Poveretto! C’è da capirlo: si sentiva un traditore della patria. Ninive era il nemico numero uno di Gerusalemme; da essa aveva ricevuto solo distruzione e schiavitù. Era assurdo – pensavano Giona e i suoi concittadini – che Dio la potesse perdonare. Lui, Giona, non Lo avrebbe certamente aiutato. Non sarebbe stato collaboratore di tanto abominio. Con questa piccola narrazione, la Scrittura santa dice semplicemente che Dio non è come lo immaginiamo. Come quando pensiamo di poterlo consigliare su come comportarsi in quell’occasione o quell’altra. O quando riteniamo che era meglio se avesse fatto come dicevamo noi. Non possiamo farci un Dio a nostra immagine e somiglianza.
La lettura evangelica è divisa in due parti: l’inizio della predicazione di Gesù in Galilea (Mc 1,14-15) e la chiamata dei primi quattro discepoli (1,15-20).
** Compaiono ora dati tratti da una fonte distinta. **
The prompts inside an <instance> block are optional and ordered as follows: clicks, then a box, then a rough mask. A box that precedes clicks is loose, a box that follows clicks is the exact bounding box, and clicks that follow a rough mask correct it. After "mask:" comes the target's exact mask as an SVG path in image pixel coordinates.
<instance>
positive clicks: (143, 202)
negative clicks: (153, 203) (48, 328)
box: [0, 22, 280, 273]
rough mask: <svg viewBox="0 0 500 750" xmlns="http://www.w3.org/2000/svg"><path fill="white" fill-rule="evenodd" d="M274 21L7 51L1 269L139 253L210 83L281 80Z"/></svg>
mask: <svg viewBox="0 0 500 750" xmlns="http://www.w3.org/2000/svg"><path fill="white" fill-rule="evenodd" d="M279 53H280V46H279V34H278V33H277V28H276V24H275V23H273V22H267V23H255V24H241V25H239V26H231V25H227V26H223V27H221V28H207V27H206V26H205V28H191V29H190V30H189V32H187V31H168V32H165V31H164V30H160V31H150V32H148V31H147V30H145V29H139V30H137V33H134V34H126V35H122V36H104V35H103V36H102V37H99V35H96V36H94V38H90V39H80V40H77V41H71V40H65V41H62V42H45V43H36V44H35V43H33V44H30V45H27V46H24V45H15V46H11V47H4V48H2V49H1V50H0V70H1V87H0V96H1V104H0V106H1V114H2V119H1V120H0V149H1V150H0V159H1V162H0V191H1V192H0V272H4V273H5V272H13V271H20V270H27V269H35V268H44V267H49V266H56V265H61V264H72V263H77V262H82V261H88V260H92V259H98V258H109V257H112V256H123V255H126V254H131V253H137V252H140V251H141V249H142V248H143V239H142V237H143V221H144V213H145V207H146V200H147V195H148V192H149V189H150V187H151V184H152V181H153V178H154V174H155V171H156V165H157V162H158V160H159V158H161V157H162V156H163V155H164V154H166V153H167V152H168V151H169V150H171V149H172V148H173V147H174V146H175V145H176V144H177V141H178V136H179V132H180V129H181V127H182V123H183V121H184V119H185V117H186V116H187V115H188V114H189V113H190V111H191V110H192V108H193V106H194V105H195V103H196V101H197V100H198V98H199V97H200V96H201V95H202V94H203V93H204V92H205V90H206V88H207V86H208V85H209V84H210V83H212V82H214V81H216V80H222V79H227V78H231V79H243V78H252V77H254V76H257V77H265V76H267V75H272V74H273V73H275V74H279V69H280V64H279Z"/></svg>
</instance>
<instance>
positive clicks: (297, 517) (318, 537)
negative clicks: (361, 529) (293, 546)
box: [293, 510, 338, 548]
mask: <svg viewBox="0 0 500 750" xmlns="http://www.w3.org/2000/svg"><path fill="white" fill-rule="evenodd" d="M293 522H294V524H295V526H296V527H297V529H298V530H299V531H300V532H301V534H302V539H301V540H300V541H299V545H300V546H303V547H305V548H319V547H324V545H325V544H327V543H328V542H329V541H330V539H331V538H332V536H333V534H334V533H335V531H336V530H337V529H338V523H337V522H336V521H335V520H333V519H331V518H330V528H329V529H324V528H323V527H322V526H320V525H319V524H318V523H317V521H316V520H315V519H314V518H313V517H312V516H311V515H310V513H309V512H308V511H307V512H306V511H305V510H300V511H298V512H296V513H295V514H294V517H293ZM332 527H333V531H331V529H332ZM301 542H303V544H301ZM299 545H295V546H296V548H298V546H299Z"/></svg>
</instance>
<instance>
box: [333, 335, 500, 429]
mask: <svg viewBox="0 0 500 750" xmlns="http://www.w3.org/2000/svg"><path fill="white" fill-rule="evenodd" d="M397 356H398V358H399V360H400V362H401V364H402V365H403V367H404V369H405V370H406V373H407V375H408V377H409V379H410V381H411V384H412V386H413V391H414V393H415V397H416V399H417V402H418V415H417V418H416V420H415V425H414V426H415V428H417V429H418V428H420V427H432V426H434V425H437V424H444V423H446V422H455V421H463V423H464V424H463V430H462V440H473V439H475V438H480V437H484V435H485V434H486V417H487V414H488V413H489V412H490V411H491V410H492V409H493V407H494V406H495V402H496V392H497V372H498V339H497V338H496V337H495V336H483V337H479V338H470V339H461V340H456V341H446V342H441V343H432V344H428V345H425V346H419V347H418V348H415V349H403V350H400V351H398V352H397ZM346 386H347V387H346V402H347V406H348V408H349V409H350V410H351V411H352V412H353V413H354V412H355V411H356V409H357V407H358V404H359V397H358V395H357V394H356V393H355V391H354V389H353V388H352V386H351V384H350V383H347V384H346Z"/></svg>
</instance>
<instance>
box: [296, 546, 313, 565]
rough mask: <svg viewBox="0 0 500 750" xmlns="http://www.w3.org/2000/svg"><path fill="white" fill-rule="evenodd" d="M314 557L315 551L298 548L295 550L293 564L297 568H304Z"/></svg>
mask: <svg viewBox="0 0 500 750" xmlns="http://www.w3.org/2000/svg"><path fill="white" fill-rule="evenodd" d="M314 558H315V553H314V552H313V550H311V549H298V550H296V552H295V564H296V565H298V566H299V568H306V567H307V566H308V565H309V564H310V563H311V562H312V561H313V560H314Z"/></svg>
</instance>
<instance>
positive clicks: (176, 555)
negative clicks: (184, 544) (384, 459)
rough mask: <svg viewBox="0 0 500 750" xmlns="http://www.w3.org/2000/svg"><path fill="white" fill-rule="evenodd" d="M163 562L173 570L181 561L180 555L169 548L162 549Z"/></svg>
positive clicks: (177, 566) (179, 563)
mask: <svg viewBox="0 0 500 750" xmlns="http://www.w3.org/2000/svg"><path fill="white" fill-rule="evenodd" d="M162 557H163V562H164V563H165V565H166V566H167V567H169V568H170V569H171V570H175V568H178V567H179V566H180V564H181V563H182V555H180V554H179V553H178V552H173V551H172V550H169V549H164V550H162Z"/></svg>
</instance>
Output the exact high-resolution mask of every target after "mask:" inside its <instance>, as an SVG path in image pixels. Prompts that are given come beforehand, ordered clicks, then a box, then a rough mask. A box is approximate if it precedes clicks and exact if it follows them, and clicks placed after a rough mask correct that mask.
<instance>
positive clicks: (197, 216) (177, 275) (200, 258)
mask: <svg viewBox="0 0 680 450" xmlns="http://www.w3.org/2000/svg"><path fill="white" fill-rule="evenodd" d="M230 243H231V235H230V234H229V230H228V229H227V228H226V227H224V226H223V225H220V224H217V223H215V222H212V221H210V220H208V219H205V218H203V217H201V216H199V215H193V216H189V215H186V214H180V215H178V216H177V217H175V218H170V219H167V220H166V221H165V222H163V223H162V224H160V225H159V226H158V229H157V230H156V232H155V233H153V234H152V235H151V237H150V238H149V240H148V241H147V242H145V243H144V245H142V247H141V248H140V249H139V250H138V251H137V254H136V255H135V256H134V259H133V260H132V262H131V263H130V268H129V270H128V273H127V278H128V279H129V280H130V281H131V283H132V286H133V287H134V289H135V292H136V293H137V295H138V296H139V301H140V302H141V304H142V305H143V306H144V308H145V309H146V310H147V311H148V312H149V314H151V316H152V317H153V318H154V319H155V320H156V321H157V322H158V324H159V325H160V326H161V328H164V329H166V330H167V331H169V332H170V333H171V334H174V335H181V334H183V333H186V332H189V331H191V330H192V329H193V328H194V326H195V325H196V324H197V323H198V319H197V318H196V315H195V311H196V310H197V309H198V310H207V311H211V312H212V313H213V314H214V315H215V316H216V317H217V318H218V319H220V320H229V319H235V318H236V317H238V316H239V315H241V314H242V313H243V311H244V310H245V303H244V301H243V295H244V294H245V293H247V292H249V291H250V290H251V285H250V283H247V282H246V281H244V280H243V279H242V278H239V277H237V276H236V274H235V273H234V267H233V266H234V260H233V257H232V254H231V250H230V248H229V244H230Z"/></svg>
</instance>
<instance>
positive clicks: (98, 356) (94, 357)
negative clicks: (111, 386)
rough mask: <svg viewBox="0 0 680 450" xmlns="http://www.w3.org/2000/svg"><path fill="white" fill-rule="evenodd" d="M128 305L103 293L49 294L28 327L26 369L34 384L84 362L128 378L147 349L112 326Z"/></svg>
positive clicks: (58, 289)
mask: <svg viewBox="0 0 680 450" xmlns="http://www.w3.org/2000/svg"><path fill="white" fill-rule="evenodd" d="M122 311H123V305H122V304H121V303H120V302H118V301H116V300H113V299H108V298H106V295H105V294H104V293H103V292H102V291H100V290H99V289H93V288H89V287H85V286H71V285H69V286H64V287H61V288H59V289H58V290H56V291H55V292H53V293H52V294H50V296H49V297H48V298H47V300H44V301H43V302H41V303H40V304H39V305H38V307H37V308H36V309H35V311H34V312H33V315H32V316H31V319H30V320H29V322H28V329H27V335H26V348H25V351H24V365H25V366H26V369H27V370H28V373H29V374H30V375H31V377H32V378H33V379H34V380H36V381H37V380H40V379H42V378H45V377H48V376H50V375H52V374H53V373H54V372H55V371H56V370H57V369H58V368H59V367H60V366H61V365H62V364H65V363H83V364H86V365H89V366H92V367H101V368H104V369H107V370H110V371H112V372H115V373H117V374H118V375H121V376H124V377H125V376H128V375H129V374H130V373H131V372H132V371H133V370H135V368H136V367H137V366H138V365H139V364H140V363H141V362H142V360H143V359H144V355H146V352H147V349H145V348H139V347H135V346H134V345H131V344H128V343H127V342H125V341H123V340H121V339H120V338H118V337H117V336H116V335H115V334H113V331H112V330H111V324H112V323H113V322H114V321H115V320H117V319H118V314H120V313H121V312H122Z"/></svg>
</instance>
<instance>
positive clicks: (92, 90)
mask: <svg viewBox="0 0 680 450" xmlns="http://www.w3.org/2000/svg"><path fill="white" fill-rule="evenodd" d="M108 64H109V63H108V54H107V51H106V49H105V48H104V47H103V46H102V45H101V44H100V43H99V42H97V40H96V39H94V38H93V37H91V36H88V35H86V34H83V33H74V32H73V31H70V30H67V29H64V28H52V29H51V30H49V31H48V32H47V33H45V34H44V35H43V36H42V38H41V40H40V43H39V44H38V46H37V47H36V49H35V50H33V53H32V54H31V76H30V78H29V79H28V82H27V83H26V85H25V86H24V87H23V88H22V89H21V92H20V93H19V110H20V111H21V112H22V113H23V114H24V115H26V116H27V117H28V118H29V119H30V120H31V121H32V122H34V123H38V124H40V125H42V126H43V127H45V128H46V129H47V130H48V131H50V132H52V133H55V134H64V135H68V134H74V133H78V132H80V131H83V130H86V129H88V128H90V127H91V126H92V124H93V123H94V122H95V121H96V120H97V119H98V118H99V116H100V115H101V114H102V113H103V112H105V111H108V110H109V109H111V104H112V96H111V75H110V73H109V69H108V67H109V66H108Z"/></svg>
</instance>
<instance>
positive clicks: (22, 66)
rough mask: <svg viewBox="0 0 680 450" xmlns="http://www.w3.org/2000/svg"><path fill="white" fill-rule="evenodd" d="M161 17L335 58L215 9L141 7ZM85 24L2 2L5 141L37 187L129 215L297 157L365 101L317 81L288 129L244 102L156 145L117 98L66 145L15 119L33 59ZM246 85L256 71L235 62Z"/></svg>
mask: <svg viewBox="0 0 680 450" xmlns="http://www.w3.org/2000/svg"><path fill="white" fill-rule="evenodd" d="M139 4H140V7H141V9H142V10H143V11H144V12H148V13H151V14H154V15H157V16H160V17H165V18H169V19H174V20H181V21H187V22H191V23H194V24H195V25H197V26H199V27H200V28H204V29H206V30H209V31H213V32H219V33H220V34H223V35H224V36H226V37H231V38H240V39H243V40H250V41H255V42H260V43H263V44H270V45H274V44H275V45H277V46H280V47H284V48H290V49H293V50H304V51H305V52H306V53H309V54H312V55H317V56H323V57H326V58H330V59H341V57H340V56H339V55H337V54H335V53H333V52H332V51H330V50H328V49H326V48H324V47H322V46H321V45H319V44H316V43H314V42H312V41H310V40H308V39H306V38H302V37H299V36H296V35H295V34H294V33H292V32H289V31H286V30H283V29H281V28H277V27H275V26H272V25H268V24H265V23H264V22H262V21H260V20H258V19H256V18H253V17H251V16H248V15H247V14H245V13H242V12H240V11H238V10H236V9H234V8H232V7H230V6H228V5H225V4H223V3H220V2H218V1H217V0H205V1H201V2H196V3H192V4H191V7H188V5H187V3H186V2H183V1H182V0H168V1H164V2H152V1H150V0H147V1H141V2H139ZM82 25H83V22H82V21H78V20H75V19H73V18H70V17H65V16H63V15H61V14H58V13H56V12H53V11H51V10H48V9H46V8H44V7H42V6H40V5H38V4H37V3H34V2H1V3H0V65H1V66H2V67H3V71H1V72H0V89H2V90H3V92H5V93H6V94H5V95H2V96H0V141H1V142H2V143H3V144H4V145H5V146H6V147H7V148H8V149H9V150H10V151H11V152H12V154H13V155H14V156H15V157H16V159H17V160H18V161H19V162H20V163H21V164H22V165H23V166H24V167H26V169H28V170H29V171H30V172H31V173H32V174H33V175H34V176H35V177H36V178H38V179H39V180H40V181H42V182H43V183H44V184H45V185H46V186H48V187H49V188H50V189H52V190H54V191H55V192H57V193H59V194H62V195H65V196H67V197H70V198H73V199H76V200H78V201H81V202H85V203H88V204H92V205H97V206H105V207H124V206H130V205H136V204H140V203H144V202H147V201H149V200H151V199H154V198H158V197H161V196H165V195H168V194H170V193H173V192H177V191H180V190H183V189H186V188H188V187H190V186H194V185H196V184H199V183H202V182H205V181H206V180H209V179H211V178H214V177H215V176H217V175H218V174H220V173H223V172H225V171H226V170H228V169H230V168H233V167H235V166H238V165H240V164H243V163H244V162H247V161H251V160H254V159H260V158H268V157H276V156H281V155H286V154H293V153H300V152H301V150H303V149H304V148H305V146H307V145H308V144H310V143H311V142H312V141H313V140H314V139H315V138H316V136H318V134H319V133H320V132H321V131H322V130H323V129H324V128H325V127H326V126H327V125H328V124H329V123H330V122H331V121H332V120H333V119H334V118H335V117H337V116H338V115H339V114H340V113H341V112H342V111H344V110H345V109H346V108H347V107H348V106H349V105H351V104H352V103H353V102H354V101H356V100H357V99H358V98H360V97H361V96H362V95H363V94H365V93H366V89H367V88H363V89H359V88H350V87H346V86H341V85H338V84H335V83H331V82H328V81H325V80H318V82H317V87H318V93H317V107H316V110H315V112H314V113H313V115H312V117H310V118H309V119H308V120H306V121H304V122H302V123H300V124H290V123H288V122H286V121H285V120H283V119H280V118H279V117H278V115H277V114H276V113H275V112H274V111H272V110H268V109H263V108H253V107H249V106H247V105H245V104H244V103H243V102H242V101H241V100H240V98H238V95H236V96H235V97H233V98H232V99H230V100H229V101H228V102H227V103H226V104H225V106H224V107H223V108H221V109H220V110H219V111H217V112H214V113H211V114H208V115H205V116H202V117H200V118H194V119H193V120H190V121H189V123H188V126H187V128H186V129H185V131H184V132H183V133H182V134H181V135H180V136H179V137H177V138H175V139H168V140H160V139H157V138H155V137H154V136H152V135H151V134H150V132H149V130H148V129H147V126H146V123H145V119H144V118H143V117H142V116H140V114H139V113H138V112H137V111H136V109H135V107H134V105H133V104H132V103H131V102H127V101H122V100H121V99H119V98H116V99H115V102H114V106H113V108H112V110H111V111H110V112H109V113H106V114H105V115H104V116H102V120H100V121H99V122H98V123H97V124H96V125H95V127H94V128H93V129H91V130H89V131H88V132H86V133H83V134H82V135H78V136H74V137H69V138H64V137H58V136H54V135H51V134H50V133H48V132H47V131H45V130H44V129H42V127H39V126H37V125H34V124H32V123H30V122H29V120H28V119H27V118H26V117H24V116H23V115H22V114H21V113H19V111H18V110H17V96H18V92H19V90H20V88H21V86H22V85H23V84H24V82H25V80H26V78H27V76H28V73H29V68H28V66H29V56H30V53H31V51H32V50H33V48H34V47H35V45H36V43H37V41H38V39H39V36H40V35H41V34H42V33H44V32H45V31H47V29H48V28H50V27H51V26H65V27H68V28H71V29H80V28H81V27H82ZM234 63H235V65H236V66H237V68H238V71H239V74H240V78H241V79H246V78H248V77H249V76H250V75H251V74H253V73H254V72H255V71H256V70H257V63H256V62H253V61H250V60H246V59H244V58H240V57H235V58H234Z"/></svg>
Marco riferisce che l’attività di Gesù cominciò dopo la scomparsa di Giovanni Battista, che ne era stato il precursore. L’inizio della predicazione è riassunta in quattro espressioni molto concise e pregnanti: “È compiuto il tempo; il regno di Dio si è fatto vicino; convertitevi; credete all’evangelo” (1,15). Vale a dire: è finito il tempo dell’attesa; è inutile aspettare qualche altro avvenimento preparatorio; non si può più traccheggiare; ci si può solo decidere ad accogliere la sovranità di Dio, che si è fatta vicina.
La chiamata a conversione non è tanto un’esortazione moraleggiante, ma l’invito ad entrare in una nuova visione del mondo, di Dio, dell’uomo, dei rapporti tra noi, degli avvenimenti. “Credere all’evangelo” equivale a fare esperienza dell’incomprensibile bontà di Dio. Domenica scorsa abbiamo ascoltato Giovanni evangelista narrare la vocazione dei primi quattro discepoli. Oggi ascoltiamo l’evangelista Marco che lo fa in maniera diversa. Si tratta dello stesso episodio, ma esposto in forma più sintetica, secondo lo stile che gli è proprio.